I don't think anyone knows that my parents died, I haven't told them and I'm sure the school wouldn't give out that information.

But Jess and Sky never asked me why I lived with my aunt, so maybe they just assumed my parents were dead or deadbeats.

I remember talking about Maria with Sky for the first time.

"She made me go to this school. I didn't even want to come, but who cares what I want? She wanted me gone so she could move in with her boyfriend." I ranted, it was only my second day of classes and I already hated my biology teacher.

Sky shrugged, "I like having you here, if you didn't come I would've probably gotten stuck with someone rude."

"I just wish I was coming here on my own terms instead of my stupid aunt's." I mumbled.
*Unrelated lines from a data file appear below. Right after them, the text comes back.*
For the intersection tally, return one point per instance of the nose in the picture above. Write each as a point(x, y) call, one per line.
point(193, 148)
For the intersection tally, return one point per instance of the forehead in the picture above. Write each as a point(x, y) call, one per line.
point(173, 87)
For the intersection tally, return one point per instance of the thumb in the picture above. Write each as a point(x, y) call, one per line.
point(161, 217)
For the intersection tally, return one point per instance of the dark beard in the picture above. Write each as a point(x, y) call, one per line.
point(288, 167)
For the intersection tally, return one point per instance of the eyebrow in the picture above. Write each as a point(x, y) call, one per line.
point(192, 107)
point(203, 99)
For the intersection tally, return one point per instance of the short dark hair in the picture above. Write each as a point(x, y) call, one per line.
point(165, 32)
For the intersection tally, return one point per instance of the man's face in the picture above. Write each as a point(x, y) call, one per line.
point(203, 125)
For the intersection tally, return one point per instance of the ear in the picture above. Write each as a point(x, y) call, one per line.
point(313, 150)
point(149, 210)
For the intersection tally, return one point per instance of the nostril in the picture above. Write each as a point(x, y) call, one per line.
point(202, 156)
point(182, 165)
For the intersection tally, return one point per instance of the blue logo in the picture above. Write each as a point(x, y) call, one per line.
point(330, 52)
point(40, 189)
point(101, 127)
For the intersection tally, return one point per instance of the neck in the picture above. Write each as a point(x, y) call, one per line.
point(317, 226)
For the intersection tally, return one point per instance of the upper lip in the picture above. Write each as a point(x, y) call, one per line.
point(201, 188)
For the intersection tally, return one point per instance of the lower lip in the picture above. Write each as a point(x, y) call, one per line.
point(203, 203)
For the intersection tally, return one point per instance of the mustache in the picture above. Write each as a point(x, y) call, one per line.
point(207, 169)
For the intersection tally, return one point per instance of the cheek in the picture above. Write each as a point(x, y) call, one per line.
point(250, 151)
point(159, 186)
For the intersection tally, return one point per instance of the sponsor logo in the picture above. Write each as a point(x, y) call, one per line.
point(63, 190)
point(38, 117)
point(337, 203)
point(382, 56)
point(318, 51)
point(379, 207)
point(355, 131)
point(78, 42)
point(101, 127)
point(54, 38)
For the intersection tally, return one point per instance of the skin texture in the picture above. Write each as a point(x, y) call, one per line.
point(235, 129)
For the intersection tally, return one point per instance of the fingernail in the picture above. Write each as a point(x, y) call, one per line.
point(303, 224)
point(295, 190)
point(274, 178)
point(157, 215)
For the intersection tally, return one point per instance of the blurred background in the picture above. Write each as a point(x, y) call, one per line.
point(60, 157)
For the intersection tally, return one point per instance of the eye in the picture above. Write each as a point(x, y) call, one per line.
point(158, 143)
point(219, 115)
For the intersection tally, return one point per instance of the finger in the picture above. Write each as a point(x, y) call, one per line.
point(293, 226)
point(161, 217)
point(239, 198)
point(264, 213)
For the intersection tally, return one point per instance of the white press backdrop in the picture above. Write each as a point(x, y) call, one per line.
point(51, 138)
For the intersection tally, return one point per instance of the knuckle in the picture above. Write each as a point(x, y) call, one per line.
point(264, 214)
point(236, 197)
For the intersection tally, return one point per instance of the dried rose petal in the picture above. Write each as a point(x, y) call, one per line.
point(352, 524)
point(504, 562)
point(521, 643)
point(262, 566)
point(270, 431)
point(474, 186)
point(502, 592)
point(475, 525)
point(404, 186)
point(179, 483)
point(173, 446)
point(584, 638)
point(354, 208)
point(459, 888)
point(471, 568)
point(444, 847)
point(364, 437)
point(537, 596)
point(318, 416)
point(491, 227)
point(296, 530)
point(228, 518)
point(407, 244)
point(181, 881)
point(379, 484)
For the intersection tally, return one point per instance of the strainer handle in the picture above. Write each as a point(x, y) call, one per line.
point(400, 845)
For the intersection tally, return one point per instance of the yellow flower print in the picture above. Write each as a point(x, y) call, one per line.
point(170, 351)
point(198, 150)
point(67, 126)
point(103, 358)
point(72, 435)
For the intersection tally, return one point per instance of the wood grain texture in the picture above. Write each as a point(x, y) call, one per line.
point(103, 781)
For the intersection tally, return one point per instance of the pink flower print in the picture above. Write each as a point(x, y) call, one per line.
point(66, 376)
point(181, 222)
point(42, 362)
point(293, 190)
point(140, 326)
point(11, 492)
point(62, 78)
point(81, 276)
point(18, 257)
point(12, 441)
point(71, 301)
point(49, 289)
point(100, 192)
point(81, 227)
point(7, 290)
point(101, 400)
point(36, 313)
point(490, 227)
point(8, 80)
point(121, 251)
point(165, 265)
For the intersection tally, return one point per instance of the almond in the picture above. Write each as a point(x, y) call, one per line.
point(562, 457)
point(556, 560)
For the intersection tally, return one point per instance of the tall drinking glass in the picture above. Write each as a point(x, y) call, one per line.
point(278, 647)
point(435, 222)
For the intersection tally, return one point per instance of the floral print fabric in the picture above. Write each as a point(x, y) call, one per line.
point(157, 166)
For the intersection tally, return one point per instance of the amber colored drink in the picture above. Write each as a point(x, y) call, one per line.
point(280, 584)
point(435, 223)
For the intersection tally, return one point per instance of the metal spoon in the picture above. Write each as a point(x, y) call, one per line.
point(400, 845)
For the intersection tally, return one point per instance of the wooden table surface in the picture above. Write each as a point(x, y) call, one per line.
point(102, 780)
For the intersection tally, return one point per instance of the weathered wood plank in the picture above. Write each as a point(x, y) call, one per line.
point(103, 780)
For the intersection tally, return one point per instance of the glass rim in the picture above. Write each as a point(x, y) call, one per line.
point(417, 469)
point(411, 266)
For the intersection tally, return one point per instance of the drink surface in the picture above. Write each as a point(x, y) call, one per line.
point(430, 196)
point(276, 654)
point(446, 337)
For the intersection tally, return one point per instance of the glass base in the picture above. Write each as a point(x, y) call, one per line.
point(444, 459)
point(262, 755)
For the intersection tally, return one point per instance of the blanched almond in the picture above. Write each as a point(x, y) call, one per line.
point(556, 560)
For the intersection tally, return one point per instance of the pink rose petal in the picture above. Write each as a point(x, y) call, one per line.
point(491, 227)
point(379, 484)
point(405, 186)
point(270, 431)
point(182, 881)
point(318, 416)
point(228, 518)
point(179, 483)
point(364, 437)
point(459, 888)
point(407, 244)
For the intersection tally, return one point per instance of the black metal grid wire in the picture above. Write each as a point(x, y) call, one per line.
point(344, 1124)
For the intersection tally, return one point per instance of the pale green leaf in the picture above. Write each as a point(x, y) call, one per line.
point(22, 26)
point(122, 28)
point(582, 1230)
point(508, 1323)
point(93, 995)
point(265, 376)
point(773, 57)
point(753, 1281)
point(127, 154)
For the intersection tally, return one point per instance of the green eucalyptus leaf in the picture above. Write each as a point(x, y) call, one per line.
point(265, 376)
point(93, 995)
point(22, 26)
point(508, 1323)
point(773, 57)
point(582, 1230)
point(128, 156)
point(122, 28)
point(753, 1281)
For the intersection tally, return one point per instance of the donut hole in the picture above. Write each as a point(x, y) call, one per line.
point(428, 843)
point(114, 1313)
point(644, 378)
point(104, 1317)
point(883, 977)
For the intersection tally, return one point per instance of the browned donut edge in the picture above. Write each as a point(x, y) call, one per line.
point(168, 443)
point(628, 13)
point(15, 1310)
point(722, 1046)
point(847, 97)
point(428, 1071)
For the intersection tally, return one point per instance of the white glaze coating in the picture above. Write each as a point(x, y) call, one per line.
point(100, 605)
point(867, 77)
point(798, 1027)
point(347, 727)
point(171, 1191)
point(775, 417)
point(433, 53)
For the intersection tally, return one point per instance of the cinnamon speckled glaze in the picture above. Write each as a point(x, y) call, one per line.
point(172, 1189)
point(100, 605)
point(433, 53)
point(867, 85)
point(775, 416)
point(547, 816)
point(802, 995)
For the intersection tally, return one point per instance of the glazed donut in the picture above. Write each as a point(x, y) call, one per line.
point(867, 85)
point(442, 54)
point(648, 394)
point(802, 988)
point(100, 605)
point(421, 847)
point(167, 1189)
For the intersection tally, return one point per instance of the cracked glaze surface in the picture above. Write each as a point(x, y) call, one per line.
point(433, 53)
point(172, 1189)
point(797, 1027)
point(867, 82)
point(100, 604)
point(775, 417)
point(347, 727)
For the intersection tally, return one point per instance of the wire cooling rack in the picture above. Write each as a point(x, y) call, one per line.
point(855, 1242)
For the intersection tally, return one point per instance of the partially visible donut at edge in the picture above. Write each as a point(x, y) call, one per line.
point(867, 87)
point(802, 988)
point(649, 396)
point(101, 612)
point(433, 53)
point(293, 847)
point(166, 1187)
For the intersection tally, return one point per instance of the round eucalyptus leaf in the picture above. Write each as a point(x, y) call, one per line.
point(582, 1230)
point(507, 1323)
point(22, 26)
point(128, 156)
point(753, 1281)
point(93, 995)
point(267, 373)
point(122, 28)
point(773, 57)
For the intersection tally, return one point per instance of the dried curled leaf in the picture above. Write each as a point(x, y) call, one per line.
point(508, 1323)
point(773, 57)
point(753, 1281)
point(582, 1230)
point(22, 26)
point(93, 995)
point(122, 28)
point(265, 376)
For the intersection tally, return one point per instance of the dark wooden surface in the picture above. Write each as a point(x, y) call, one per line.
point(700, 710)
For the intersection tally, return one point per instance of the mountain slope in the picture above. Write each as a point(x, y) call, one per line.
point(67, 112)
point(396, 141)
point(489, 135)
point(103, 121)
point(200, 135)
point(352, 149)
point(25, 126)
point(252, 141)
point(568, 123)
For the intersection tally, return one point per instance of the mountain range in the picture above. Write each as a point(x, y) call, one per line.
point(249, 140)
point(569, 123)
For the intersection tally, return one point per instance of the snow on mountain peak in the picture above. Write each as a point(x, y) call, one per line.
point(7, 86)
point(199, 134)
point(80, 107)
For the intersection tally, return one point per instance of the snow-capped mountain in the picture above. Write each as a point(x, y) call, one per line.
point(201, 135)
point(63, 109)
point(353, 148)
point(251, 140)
Looking back on that now made me feel guilty. Maybe she really was doing it for my good.

"Cora, are you okay?" Matt asked, startling me out of my thoughts.

"Yeah, I'm fine. Are you okay?" I joked so he didn't realize that something really was bothering me.

Matted bumped me on the shoulder with his, "I am fan-freaking-tastic."

I smiled at that, he's always so upbeat and positive. I wish I was more like that.

For the last few minutes of lunch I was distracted by the conversations around me, which I was grateful for. I needed something to get my mind off the negative things in my life.